This post was written by Mirna Bard, a social media consultant, speaker, author and instructor of social media at the University of California at Irvine.
SmartPulse — our weekly nonscientific reader poll in SmartBrief on Social Media — tracks feedback from leading marketers about social-media practices and issues.
Last week’s poll question: What’s your opinion of social journalism?
- I love how I get breaking news a lot faster now, and I am able to contribute to it 37.68%
- Journalists are relying too much on the online opinion of social networkers, bloggers, etc 24.64%
- Social journalism will never replace professional journalism and traditional news-gathering techniques 23.19%
- I have not paid much attention to it because I still mostly turn to traditional media 14.49%
In early 2008, I did a social media and search engine optimization training session for a group of newspaper journalists.
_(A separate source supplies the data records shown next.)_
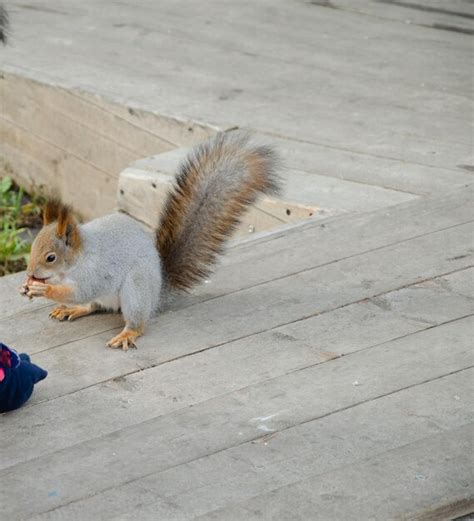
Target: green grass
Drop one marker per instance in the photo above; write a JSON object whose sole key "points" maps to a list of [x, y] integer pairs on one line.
{"points": [[17, 213]]}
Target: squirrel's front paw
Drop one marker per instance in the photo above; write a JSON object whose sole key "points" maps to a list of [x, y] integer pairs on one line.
{"points": [[37, 289]]}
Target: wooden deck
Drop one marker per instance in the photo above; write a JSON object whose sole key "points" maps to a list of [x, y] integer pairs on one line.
{"points": [[325, 372]]}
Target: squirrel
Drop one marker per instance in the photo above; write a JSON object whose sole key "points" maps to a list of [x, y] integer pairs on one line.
{"points": [[112, 263]]}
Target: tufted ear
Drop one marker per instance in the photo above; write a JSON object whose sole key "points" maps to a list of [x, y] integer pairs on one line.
{"points": [[66, 225], [51, 210]]}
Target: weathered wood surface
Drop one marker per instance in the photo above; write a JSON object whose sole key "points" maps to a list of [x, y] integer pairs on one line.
{"points": [[316, 379], [370, 104]]}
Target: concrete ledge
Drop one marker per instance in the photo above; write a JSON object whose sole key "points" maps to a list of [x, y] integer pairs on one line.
{"points": [[76, 144]]}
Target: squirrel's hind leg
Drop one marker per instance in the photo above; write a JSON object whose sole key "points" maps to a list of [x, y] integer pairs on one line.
{"points": [[137, 296]]}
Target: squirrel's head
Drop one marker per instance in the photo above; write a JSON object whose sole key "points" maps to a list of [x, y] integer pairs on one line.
{"points": [[57, 244]]}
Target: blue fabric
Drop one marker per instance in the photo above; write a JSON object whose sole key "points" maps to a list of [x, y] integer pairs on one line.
{"points": [[20, 379]]}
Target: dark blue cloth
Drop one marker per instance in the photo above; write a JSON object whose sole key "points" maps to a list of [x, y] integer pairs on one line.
{"points": [[19, 380]]}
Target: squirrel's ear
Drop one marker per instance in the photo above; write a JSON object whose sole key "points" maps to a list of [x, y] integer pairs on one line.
{"points": [[51, 211], [66, 227]]}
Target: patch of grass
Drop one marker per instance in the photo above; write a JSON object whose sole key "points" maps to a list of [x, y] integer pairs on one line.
{"points": [[18, 213]]}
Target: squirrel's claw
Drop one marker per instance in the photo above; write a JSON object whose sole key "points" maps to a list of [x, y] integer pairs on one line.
{"points": [[37, 289], [70, 312], [125, 339]]}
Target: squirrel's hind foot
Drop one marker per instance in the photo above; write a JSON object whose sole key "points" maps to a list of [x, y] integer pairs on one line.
{"points": [[70, 312], [125, 339]]}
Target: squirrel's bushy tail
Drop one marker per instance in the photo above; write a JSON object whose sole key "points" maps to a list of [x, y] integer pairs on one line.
{"points": [[214, 186]]}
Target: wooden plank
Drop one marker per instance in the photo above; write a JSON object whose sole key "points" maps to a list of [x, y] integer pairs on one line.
{"points": [[360, 167], [410, 482], [335, 240], [218, 371], [167, 441], [453, 16], [292, 298], [392, 119], [247, 471], [144, 185]]}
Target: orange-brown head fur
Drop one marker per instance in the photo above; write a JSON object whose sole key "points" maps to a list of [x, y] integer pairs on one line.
{"points": [[57, 244]]}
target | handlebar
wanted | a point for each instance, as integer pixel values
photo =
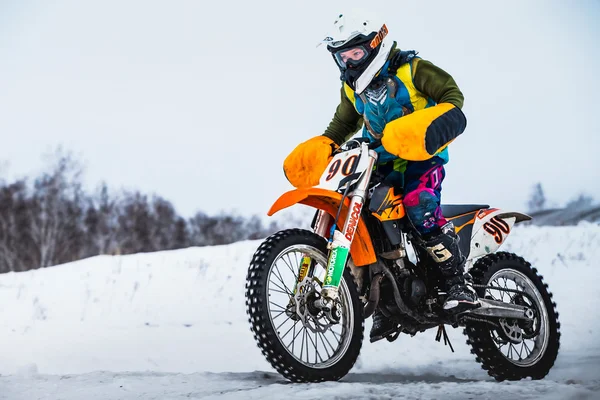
(375, 144)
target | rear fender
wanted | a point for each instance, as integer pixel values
(361, 248)
(490, 229)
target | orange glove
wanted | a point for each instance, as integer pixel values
(307, 162)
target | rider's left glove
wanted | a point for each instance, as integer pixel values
(307, 162)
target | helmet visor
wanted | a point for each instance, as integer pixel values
(351, 57)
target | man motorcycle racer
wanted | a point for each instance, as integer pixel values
(414, 107)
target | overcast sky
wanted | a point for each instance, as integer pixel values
(200, 101)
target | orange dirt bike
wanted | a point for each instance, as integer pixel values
(308, 293)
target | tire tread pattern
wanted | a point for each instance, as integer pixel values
(478, 333)
(258, 311)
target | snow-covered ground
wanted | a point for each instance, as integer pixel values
(172, 325)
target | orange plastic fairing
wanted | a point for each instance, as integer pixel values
(361, 249)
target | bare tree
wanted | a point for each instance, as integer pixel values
(537, 200)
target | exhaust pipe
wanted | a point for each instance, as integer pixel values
(374, 293)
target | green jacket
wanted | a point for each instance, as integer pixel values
(430, 80)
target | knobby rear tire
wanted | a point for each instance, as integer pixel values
(479, 333)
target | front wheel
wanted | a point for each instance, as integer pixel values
(297, 338)
(508, 348)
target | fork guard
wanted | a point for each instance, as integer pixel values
(361, 248)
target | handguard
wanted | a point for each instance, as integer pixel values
(424, 133)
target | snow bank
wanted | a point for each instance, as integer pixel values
(183, 311)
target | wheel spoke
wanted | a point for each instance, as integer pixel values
(287, 291)
(280, 325)
(278, 276)
(278, 313)
(316, 349)
(324, 345)
(276, 305)
(329, 343)
(288, 331)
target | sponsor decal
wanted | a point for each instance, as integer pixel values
(482, 213)
(439, 253)
(347, 168)
(354, 216)
(304, 268)
(331, 267)
(379, 37)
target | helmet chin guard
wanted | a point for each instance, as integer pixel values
(352, 31)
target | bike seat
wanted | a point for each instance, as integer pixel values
(454, 210)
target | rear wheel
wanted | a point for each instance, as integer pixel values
(297, 338)
(515, 349)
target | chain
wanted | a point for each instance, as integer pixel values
(505, 290)
(482, 320)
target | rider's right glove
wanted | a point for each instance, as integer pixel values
(307, 162)
(424, 133)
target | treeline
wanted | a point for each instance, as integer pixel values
(51, 220)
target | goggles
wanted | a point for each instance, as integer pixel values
(352, 57)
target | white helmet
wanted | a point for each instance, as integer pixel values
(360, 48)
I will never forget their disapproving comments about the social Web or the distressed look on their faces. They certainly did not view it as a life saver. They saw it as a time drain that was going to cause dire changes to the way they reported their stories.
Fast forward three years and the social Web has dramatically altered the way journalists do their jobs. No matter what the subject is, you’ll find reporters using social tools to convey breaking news in real-time. Social journalists are also using social tools to clarify online content, check facts and earn readers’ trust.
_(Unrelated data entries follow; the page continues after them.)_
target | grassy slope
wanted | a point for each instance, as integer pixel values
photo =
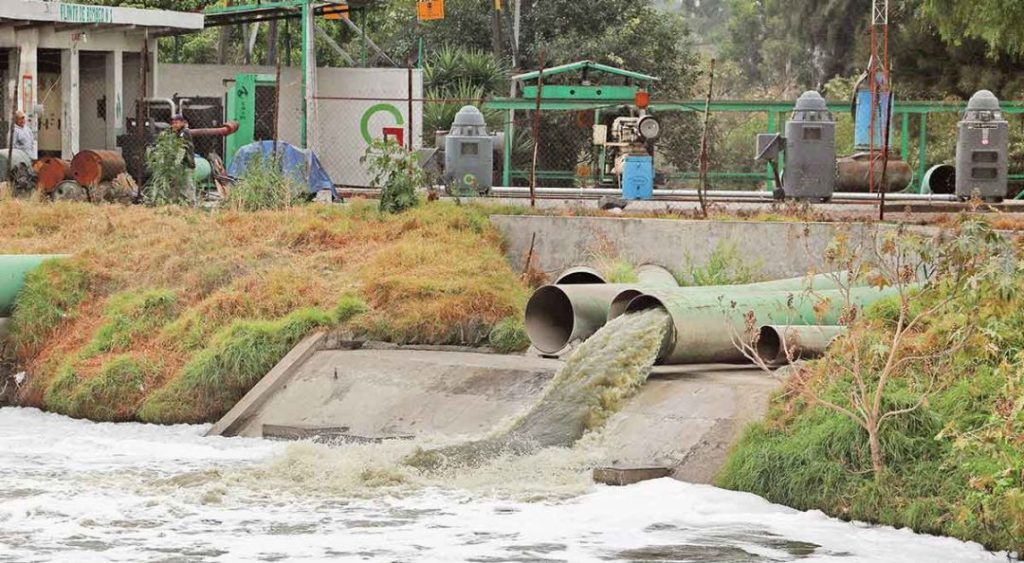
(172, 314)
(954, 467)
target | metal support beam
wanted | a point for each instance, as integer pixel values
(923, 152)
(308, 74)
(378, 53)
(114, 95)
(71, 98)
(334, 45)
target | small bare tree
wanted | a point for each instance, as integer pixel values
(871, 355)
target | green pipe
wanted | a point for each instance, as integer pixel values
(707, 326)
(580, 274)
(656, 276)
(203, 170)
(781, 344)
(13, 268)
(557, 315)
(815, 283)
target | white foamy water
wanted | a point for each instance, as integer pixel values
(73, 490)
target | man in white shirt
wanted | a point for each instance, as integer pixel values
(24, 139)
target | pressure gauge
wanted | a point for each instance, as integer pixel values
(649, 128)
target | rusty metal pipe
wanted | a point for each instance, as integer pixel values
(706, 327)
(854, 172)
(781, 344)
(228, 128)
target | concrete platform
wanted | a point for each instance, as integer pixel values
(684, 419)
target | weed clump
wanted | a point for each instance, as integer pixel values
(264, 186)
(396, 172)
(206, 303)
(51, 295)
(725, 266)
(509, 336)
(169, 182)
(130, 316)
(236, 358)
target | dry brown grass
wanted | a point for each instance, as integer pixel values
(435, 274)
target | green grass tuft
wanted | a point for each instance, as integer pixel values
(725, 266)
(51, 295)
(509, 336)
(130, 315)
(235, 359)
(115, 393)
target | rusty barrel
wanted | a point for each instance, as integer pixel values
(51, 171)
(90, 167)
(854, 173)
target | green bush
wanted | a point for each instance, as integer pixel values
(264, 185)
(725, 266)
(396, 172)
(235, 359)
(509, 336)
(169, 179)
(130, 315)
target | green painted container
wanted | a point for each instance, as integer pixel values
(13, 268)
(203, 170)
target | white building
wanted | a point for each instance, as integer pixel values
(75, 69)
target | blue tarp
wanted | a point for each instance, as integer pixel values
(293, 162)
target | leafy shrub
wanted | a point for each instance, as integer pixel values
(169, 180)
(264, 185)
(396, 172)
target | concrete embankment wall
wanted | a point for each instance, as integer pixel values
(781, 249)
(684, 419)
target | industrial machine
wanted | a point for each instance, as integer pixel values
(469, 154)
(809, 150)
(982, 147)
(628, 150)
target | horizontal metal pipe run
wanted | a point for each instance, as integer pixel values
(717, 193)
(708, 329)
(780, 344)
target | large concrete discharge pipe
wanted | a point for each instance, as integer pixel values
(778, 345)
(559, 314)
(706, 327)
(577, 305)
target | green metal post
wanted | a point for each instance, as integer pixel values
(363, 37)
(904, 147)
(769, 176)
(507, 166)
(922, 152)
(306, 33)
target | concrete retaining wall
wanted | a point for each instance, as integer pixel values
(781, 249)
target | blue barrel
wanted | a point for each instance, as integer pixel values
(862, 120)
(638, 178)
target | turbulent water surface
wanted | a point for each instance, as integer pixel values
(73, 490)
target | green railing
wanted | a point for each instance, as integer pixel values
(903, 113)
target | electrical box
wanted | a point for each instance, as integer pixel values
(982, 146)
(469, 153)
(638, 178)
(810, 149)
(250, 102)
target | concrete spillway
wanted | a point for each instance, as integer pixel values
(684, 418)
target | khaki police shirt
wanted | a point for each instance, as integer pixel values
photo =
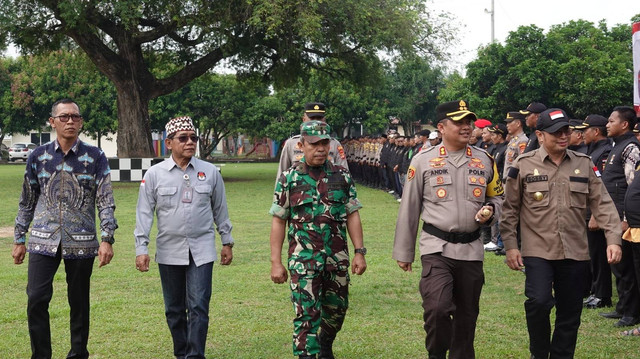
(514, 149)
(292, 153)
(447, 194)
(550, 202)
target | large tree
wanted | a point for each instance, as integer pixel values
(277, 39)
Integrating with social platforms such as Facebook, Twitter, and YouTube is now a must for journalists looking to stay relevant. Like the majority of Smartbrief respondents, I love getting breaking news in real-time and especially benefit from being able to comment on and share it with my online community.
Nevertheless, a part of me still doesn’t think social journalism will ever replace traditional news gathering for the following reasons:
- Privacy & copyright issues. It is very difficult to control these issues with social journalism since it is heavily based on who gets in first.
- “Curating” vs. “reporting” content. Social journalism often consists of more content curation than reporting, so this may hinder the depth of the information being reported. Also, many readers online don’t know the difference between content curation and content reporting.
- Inaccurate information. Sometimes, we don’t know if the news is coming from trusted sources or if we’re being taken in by a wild rumor.
- Lack of social media training. Many journalists have not gone through any kind of social media training to be able to leverage these platforms properly.
What are your thoughts on the future of social journalism? Do you think it will replace traditional journalism?